Tag Archives: Great Plains

New band alert: Counter Intuits (Ron House & Times New Viking’s Jared Phillips)

Tuesday night at Cafe Bourbon St., Columbus friends and fans will say goodbye to Times New Viking guitarist Jared Phillips before he departs to Cleveland this weekend. Before leaving, though, Phillips partnered up with Ron House to record some songs for a new project they’re calling Counter Intuits. House said he plans to release an LP of the pair’s lo-fi recordings titled Sheets of Hits on his newly formed local label, Pyramid Scheme. Look for the release in early November.

Connections, Gamma World and Ron House will play tonight’s farewell show (9pm, $5), and House says he’s trying to convince Phillips to let him do karaoke versions of a couple Counter Intuits tunes before Connections take the stage.

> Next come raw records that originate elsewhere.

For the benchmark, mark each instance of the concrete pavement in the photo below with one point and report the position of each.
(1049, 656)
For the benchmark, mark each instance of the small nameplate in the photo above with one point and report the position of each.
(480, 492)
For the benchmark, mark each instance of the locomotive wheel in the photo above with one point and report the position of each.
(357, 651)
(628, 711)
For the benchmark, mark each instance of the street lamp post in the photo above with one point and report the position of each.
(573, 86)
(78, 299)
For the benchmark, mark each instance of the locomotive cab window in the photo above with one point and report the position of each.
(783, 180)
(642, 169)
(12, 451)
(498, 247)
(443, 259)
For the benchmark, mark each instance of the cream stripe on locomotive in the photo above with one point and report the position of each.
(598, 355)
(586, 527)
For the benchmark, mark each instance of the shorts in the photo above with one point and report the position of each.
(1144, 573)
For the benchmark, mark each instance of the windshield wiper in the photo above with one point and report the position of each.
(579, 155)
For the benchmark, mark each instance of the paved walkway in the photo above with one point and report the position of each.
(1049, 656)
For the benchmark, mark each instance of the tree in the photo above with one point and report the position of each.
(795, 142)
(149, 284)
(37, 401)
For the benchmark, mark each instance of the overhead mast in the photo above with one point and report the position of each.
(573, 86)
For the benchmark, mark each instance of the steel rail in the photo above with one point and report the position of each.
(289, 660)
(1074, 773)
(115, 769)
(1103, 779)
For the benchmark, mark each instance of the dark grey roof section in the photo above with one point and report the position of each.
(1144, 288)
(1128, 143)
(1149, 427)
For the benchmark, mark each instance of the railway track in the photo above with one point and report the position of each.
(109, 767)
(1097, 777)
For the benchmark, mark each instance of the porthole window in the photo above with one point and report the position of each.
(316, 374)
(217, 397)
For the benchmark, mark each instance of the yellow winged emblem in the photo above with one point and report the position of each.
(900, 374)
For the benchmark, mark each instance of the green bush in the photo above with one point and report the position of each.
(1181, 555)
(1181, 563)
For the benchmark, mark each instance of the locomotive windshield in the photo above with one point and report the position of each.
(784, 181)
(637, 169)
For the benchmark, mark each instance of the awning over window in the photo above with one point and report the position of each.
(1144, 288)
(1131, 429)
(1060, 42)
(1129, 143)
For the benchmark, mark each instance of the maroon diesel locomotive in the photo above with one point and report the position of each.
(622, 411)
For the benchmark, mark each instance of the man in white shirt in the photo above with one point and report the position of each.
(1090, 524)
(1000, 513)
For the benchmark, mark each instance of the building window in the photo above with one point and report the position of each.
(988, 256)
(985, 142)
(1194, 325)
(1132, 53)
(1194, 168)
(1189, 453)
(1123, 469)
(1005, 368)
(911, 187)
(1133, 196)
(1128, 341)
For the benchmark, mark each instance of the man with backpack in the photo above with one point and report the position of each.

Still no news, though, on a new guitarist for Psandwich, House’s other post-Great Plains/TJSA band.

Video: Great Plains on Cablevision (Columbus, 1983) from Old 3C’s forthcoming DVD

Paul Nini’s Old 3C Records is putting out a Great Plains DVD called Directions to the Party, chock full of Great Plains performances from Comfest 1987, Stache’s in ’85, more recent reunions in Columbus and Brooklyn in ’08, and a 1983 Cablevision TV performance, which you can preview above.

Dig Tim Anstaett’s rambling intro, which is basically a two-minute history of his TKA/The Offense zine/newsletter through 1983, along with plea for 50-cent subscriptions. All the while, behind him, an early lineup of Great Plains cracks jokes and eventually just starts playing “Cave-in” over him. It’s a priceless slice of Columbus history, as is the whole DVD.

Artwork below. No firm release date yet.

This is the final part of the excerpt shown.